Nr. 802 BRIEF VAN DE MINISTER VAN INFRASTRUCTUUR EN WATERSTAAT

Aan de Voorzitter van de Tweede Kamer der Staten-Generaal

Den Haag, 27 juli 2020

Zoals aangegeven in mijn brief bij de ontwerpluchtvaartnota (Kamerstuk 31 936, nr. 741) heb ik, naast de zienswijze procedure, een aantal commissies gevraagd te reflecteren op onderdelen van de Ontwerp-Luchtvaartnota of onderliggende stukken. Op deze manier is er naast een maatschappelijke reflectie sprake van onafhankelijk advies op de verschillende onderdelen van de Ontwerp-Luchtvaartnota.

Ik heb de Commissie m.e.r. gevraagd om te beoordelen of de plan-MER de benodigde en juiste milieu-informatie bevat. Daarnaast heb ik aan een Commissie met (wetenschappelijke) experts met kennis van vervoer en economie gevraagd om de economische effecten in de plan-MER te toetsen.
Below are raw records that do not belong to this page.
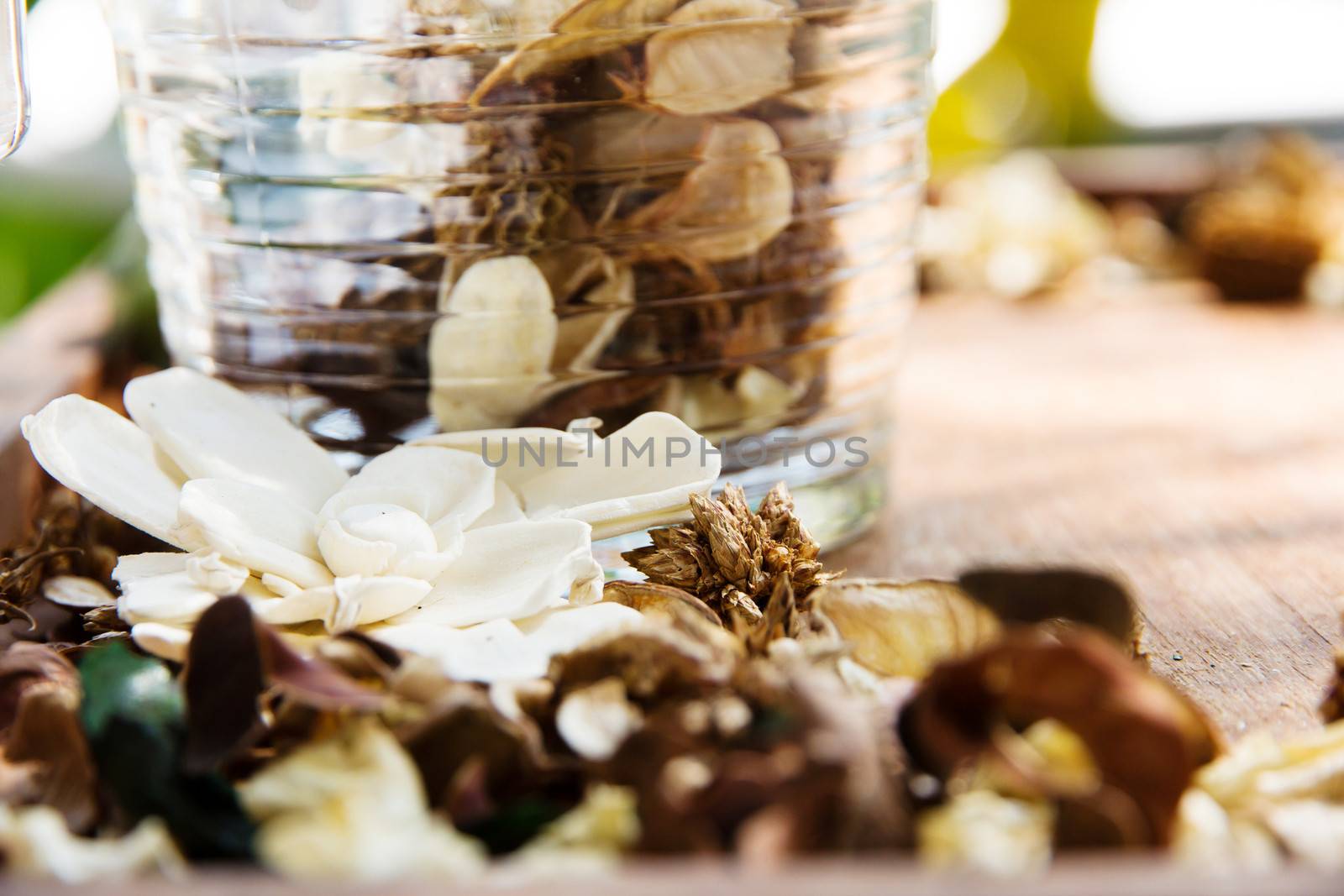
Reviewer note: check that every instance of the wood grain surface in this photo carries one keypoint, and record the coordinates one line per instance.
(1194, 449)
(1191, 448)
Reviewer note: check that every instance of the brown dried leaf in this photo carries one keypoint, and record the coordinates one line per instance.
(905, 629)
(734, 202)
(1146, 739)
(719, 55)
(232, 661)
(1032, 597)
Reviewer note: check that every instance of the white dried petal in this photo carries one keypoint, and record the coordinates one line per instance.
(37, 844)
(507, 573)
(163, 641)
(171, 598)
(349, 553)
(213, 573)
(490, 652)
(596, 720)
(77, 591)
(433, 483)
(213, 430)
(905, 629)
(363, 600)
(492, 348)
(100, 454)
(308, 605)
(507, 508)
(279, 584)
(253, 526)
(725, 54)
(353, 808)
(562, 629)
(638, 477)
(588, 29)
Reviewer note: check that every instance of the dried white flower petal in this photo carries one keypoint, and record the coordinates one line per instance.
(492, 348)
(362, 600)
(596, 720)
(638, 477)
(170, 598)
(93, 450)
(255, 527)
(77, 591)
(490, 652)
(212, 430)
(429, 481)
(37, 844)
(213, 573)
(507, 508)
(727, 54)
(562, 629)
(353, 806)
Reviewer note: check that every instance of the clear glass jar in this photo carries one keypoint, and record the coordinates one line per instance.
(400, 217)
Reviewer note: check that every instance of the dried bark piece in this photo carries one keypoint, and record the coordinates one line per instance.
(1146, 741)
(734, 202)
(719, 55)
(44, 752)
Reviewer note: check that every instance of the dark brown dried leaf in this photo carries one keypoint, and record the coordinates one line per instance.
(44, 752)
(1144, 739)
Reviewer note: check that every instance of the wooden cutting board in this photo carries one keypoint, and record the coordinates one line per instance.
(1194, 449)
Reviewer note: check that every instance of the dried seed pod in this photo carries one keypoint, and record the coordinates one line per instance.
(718, 56)
(734, 202)
(494, 347)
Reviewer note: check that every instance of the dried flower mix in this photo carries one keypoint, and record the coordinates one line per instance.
(286, 708)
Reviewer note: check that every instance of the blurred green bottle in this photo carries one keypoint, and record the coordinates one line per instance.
(1032, 87)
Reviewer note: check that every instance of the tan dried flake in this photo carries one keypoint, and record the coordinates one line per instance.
(732, 203)
(905, 629)
(719, 55)
(586, 29)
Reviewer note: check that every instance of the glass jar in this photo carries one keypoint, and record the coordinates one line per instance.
(393, 217)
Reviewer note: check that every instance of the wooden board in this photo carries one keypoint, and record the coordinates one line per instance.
(1195, 449)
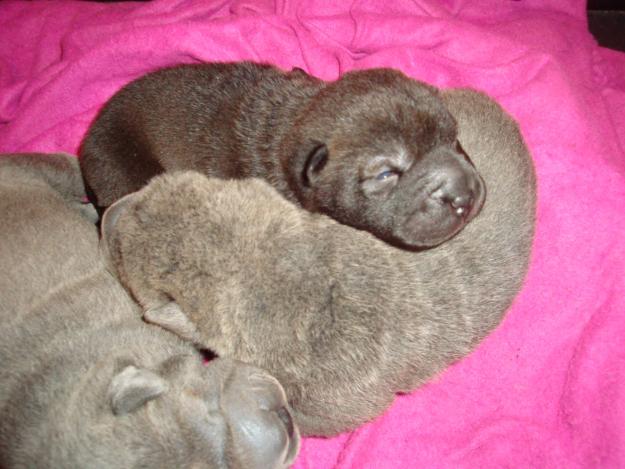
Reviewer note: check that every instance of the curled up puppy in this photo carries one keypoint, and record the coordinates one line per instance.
(84, 382)
(375, 149)
(343, 320)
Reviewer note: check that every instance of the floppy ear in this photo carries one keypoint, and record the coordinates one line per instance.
(315, 161)
(132, 387)
(171, 317)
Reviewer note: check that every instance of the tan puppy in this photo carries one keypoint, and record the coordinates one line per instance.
(375, 149)
(343, 320)
(85, 383)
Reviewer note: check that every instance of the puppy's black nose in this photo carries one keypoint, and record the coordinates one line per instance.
(462, 204)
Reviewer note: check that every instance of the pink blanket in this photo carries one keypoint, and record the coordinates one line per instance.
(545, 389)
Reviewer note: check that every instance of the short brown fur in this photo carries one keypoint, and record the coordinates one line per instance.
(375, 149)
(84, 383)
(342, 319)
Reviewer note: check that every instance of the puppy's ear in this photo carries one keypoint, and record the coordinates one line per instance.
(315, 161)
(132, 387)
(171, 317)
(112, 214)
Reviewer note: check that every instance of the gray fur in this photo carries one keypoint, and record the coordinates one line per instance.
(84, 382)
(342, 319)
(375, 149)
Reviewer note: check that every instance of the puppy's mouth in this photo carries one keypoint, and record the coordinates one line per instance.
(437, 219)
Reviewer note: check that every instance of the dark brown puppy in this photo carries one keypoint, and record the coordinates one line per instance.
(375, 150)
(342, 319)
(84, 383)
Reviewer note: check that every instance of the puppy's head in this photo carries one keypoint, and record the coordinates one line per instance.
(380, 153)
(225, 414)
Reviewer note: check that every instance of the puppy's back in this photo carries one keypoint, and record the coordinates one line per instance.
(41, 189)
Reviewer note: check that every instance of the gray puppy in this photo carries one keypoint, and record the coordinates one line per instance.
(342, 319)
(84, 382)
(375, 149)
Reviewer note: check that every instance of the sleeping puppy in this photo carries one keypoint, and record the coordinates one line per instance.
(84, 381)
(375, 150)
(343, 320)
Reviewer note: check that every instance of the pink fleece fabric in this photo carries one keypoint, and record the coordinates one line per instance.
(547, 387)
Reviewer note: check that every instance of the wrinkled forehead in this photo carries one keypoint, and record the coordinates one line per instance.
(393, 125)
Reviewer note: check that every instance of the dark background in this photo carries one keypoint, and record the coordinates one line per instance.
(606, 20)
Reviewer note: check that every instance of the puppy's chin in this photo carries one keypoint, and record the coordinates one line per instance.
(430, 226)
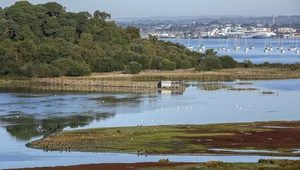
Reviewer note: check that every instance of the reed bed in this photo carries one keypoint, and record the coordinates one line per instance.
(147, 80)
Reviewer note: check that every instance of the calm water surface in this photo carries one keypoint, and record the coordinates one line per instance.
(26, 114)
(256, 55)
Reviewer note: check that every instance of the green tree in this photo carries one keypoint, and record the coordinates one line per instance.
(167, 65)
(133, 68)
(228, 62)
(70, 67)
(210, 63)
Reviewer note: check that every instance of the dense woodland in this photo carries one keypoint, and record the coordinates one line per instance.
(46, 41)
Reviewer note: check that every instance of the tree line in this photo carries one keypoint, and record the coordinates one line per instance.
(45, 40)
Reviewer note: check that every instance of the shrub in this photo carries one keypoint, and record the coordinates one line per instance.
(40, 70)
(70, 67)
(133, 68)
(209, 63)
(228, 62)
(164, 161)
(167, 65)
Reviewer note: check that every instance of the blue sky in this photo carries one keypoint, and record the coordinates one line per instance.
(167, 8)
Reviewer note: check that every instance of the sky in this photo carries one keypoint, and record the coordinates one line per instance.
(174, 8)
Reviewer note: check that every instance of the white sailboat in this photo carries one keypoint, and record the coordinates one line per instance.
(270, 45)
(236, 44)
(280, 44)
(246, 48)
(266, 46)
(252, 46)
(219, 49)
(189, 46)
(201, 46)
(297, 49)
(227, 49)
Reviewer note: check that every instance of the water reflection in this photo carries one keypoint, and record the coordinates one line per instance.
(25, 127)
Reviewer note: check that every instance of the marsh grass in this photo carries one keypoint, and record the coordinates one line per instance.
(268, 92)
(178, 139)
(147, 80)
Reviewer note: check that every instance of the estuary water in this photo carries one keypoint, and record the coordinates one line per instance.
(257, 55)
(25, 115)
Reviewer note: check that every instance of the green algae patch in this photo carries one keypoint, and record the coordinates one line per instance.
(258, 138)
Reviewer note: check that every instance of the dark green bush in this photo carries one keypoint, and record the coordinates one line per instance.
(210, 63)
(166, 64)
(70, 67)
(228, 62)
(133, 68)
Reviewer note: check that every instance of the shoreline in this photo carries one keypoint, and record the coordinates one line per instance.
(146, 81)
(134, 140)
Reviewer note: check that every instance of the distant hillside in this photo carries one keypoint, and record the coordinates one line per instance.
(46, 41)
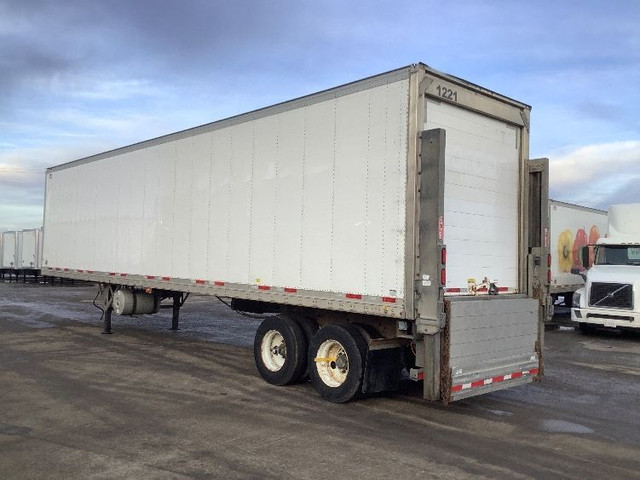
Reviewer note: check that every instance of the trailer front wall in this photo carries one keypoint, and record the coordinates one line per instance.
(570, 228)
(311, 197)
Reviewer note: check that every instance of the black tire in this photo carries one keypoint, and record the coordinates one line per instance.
(587, 328)
(335, 380)
(309, 328)
(280, 351)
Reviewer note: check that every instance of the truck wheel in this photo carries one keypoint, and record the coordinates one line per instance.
(280, 350)
(337, 356)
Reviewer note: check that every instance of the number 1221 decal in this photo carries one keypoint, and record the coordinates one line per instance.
(447, 93)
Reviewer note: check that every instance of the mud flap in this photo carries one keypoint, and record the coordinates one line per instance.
(383, 370)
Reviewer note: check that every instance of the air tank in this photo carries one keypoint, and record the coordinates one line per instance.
(129, 302)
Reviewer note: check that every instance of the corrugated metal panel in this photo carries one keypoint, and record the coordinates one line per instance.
(311, 198)
(487, 330)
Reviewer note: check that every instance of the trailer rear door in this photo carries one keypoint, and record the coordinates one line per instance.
(482, 179)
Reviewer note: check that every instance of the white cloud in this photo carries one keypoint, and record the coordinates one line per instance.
(596, 175)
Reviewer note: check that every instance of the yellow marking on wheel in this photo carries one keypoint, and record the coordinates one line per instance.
(325, 359)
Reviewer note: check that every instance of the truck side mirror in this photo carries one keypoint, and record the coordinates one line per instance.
(584, 255)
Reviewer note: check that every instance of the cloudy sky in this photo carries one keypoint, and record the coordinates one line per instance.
(78, 77)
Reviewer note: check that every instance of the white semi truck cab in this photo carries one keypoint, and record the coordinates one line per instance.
(611, 295)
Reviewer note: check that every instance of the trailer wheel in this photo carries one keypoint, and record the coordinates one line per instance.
(309, 328)
(337, 356)
(587, 328)
(280, 351)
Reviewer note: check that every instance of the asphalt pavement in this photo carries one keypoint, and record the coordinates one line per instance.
(150, 403)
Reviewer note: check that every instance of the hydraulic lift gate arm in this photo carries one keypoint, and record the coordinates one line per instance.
(538, 244)
(429, 290)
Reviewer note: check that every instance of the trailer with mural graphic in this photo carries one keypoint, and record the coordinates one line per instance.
(572, 227)
(395, 224)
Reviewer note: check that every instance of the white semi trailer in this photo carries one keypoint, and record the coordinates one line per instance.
(394, 222)
(610, 296)
(571, 227)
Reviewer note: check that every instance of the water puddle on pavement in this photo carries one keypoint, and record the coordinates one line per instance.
(561, 426)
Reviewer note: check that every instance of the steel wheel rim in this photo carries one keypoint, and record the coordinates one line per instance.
(332, 363)
(273, 350)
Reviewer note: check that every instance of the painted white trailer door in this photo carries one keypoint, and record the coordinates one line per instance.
(28, 249)
(480, 196)
(9, 250)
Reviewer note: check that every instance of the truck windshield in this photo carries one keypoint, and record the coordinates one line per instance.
(617, 255)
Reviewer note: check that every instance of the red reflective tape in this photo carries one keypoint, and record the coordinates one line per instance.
(489, 381)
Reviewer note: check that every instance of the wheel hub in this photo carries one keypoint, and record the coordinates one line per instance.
(273, 350)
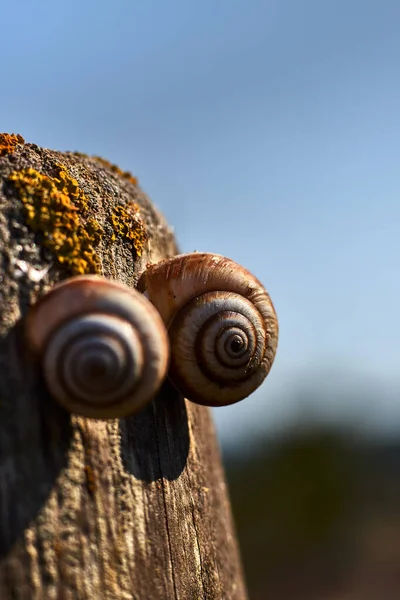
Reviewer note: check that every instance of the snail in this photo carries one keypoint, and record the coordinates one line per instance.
(222, 326)
(103, 347)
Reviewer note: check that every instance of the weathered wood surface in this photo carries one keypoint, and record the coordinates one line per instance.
(129, 509)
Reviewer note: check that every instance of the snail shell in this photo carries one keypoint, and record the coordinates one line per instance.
(103, 346)
(221, 323)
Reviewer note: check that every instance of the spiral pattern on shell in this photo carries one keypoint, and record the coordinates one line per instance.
(103, 346)
(221, 323)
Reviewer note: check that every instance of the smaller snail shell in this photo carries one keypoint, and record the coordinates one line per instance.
(221, 323)
(103, 346)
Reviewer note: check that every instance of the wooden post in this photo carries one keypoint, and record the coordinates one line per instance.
(128, 509)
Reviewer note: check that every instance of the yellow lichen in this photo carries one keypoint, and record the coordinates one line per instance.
(127, 225)
(9, 142)
(54, 207)
(125, 174)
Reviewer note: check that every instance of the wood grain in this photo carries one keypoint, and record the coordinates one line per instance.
(129, 509)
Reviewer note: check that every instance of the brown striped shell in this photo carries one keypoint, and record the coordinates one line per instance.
(103, 347)
(222, 326)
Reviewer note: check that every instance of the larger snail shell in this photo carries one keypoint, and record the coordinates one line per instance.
(103, 346)
(221, 323)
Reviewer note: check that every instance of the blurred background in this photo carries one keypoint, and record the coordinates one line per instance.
(267, 131)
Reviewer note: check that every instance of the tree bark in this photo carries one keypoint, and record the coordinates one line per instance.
(135, 508)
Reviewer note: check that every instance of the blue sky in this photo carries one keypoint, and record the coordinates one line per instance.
(265, 131)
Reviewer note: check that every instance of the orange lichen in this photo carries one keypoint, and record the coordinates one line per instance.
(56, 208)
(9, 142)
(125, 174)
(127, 224)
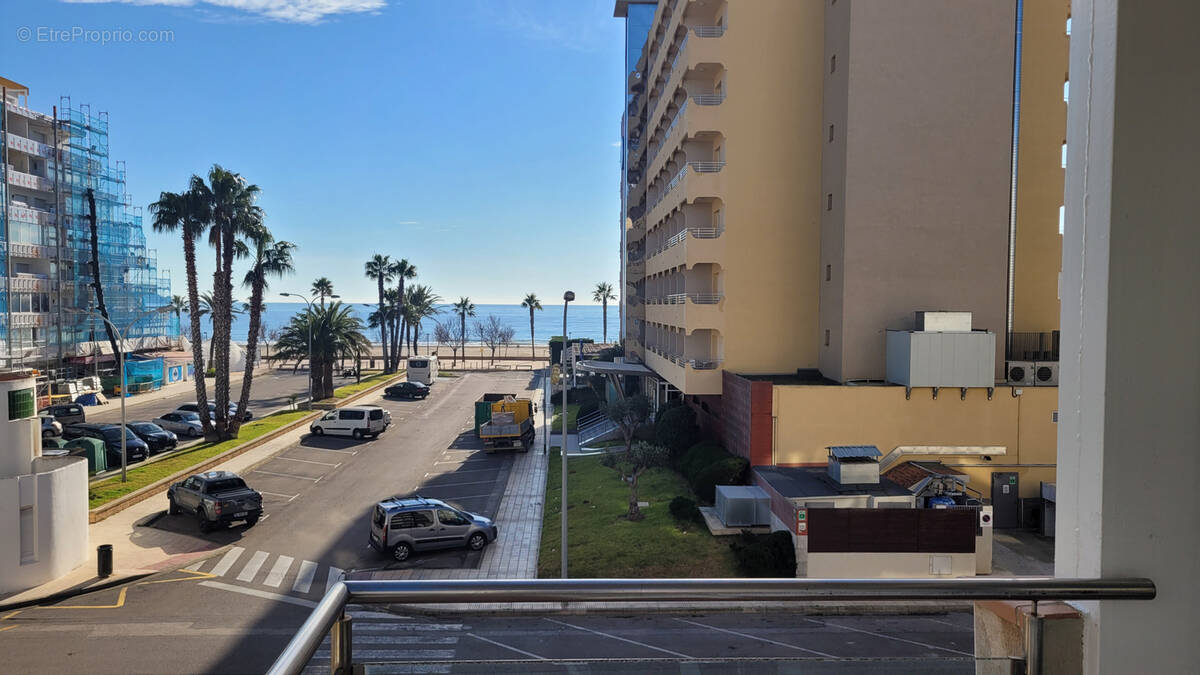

Ik wil u graag informeren dat deze adviezen zijn afgerond en als bijlage zijn bijgevoegd1.

Ik dank de beide Commissies voor de uitgebrachte adviezen en zal de aanbevelingen zorgvuldig bestuderen. Bij eerste lezing van de adviezen valt op dat beide Commissies kanttekeningen plaatsen bij de mate van concreetheid van de doelen en maatregelen. Zoals ik heb aangegeven tijdens het notaoverleg luchtvaart, vind ik het van belang om aan de hand van de Ontwerp-Luchtvaartnota eerst het gesprek aan te gaan over de koers van het nieuwe beleid voor de lange termijn, waarin de kwaliteit van de publieke belangen voorop staat. Daarom heb ik in deze fase, in lijn met de wens van uw Kamer (Kamerstuk 31 936 nr. 543), gekozen voor een strategische plan-MER procedure. In tegenstelling tot een project MER geeft dit een globaal beeld van de effecten op de welvaart en de leefomgeving. Ik zal in de uitvoeringsfase invulling geven aan de doelen en maatregelen om de nieuwe koers verder vorm en inhoud te geven. Daarvoor zie ik een aantal goede en bruikbare aanbevelingen van beide commissies. Bij de definitieve Luchtvaartnota voeg ik om die reden een uitvoeringsagenda toe waarin ik zal aangeven welke stappen ik de komende jaren ga zetten. Daarbij zal ik ook aangeven hoe ik invulling geef aan monitoring en evaluatie.

Binnenkort verwacht ik ook nog een advies van de commissie van het Overlegorgaan Fysieke Leefomgeving (OFL) onder leiding van dhr. Cohen, over het governance onderdeel van de Ontwerp-Luchtvaarnota. Daarnaast verwacht ik een uitvoeringstoets van LVNL en een handhavingstoets van de ILT.

Bij de vaststelling van de definitieve Luchtvaartnota eind 2020 zal ik aangeven hoe ik de adviezen inhoudelijk apprecieer en hoe ik deze betrek bij het nieuwe beleid.

De Minister van Infrastructuur en Waterstaat, C. van Nieuwenhuizen Wijbenga


X Noot
1

Raadpleegbaar via www.tweedekamer.nl.